A central task of natural-language-understanding systems, like the ones that power Alexa, is domain classification, or determining the general subject of a user’s utterances. Voice services must make finer-grained determinations, too, such as the particular actions that a customer wants executed. But domain classification makes those determinations much more efficient, by narrowing the range of possible interpretations.
Sometimes, though, an Alexa customer might say something that doesn’t fit into any domain. It may be an honest request for a service that doesn’t exist yet, or it might be a case of the customer’s thinking out loud: “Oh wait, that’s not what I wanted.”
If a natural-language-understanding (NLU) system tries to assign a domain to an out-of-domain utterance, the result is likely to be a nonsensical response. Worse, if the NLU system is tracking the conversation, so that it can use contextual information to improve performance, the interpolation of an irrelevant domain can disrupt its sequence of inferences. Getting back on track can be both time consuming and, for the user, annoying.
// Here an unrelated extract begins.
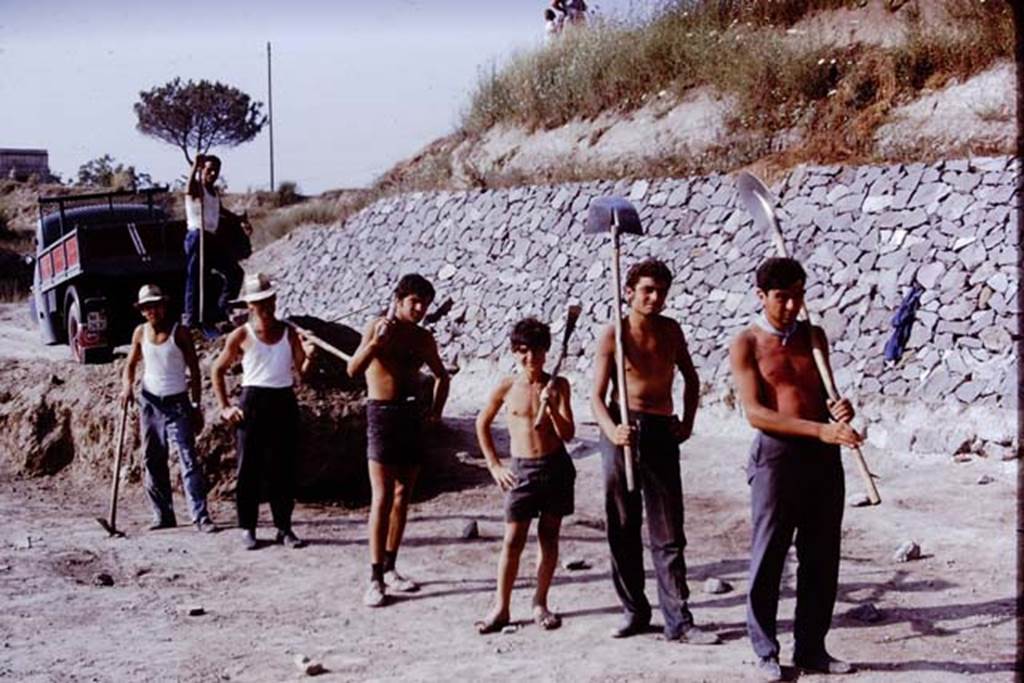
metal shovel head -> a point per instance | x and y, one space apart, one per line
758 201
606 209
One possible solution is to train a second classifier that sits on top of the domain classifier and just tries to recognize out-of-domain utterances. But this looks like an intrinsically inefficient arrangement. Data features that help a domain classifier recognize utterances that fall within a particular domain are also likely to help an out-of-domain classifier recognize utterances that fall outside it.
In a paper we’re presenting at this year’s Interspeech, my colleague Joo-Kyung Kim and I describe a neural network that we trained simultaneously to recognize in-domain and out-of-domain utterances. By using a training mechanism that iteratively attempts to optimize the trade-off between those two goals, we significantly improve on the performance of a system that features a separately trained domain classifier and out-of-domain classifier.
For purposes of comparison, we set a series of performance targets for out-of-domain (OOD) classification, which both our system and the baseline system had to meet. For each OOD target, we then measured the accuracy of domain classification. On average, our system improved domain classification accuracy by about 6% for a given OOD target.
As inputs to our system, we use both word-level and character-level information. At the word level, we use a standard set of “embeddings,” which represent words as points in a 100-dimensional space, such that words with similar meanings are grouped together. We also feed the words’ constituent characters to a network that, during training, learns its own character-level embeddings, which identify substrings of characters useful for predictive purposes.
The character embeddings for each word in the input pass to a bidirectional long short-term memory (bi-LSTM) network. LSTM networks are common in natural-language processing because they factor in the order in which data are received, which is useful in analyzing both strings of characters and strings of words. Bi-LSTM models consider data sequences both forward and backward.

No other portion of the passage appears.